Moody's Investors Service assigned a Ba1 long-term debt rating to Lear Corp.'s $200 million senior unsecured zero-coupon convertible due 2022, reflecting the company's leading market position as a global supplier of automotive interiors, offset by high financial leverage stemming from multiple debt-financed acquisitions, culminating in the $2.3 billion acquisition of United Technologies' automotive operations. The outlook is negative.

With the UT automotive operations acquisition, Moody's noted that Lear's debt levels peaked in third quarter 1999, weakening debtholder protection measures. However, driven by a tightening of capital expenditures and reductions in working capital, debt protection measures have shown steady improvement since and should continue to do so in 2002 despite the challenging environment.

The negative outlook reflects Moody's industry-wide concern for further volume reductions both in North America and Europe. The rating agency expects, however, that Lear has the potential to outperform other automotive suppliers due to its increasing content per vehicle, new award backlog and high variable cost structure.

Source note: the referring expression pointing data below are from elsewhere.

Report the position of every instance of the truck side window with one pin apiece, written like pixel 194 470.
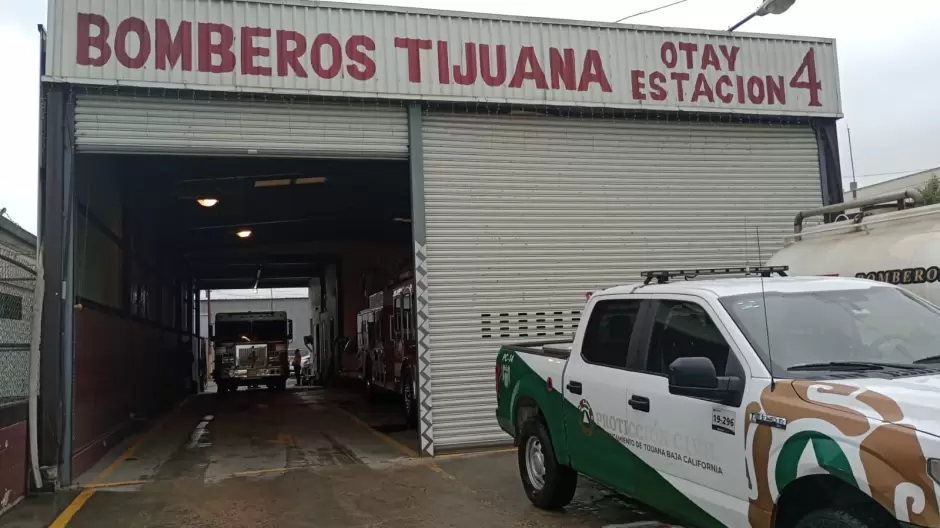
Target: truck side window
pixel 398 328
pixel 683 329
pixel 607 338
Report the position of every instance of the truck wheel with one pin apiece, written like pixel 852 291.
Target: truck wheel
pixel 862 516
pixel 548 484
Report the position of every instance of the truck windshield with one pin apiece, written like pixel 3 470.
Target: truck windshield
pixel 251 331
pixel 873 325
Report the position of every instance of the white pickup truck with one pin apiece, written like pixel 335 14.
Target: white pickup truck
pixel 677 394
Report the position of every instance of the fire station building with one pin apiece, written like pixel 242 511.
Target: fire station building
pixel 513 165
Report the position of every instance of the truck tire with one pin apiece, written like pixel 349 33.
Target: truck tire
pixel 548 484
pixel 861 516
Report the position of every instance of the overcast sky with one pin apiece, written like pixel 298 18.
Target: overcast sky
pixel 888 60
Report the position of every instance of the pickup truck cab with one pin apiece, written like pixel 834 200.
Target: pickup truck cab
pixel 784 402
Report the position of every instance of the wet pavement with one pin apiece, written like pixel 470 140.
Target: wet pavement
pixel 303 458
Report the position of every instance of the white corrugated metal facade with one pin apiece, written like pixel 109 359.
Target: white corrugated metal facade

S&P puts Nvidia on negative watch

Standard & Poor's put Nvidia Corp. on CreditWatch with negative implications. Ratings affected include its $300 million 4.75% convertible subordinated notes due 2007 rated B-.

S&P cuts CellStar to SD

Standard & Poor's downgraded CellStar Corp.'s corporate credit rating to SD from CCC- and removed the rating from CreditWatch. It also cut CellStar's $130 million 5% convertible subordinated notes due 2002 to D from C and confirmed its $135 million revolving credit facility due 2002 at CCC-.

S&P said the downgrade is in response to the completion of CellStar's exchange of its convertible subordinated notes due October 2002 for securities having a total value that is materially less then the original issue.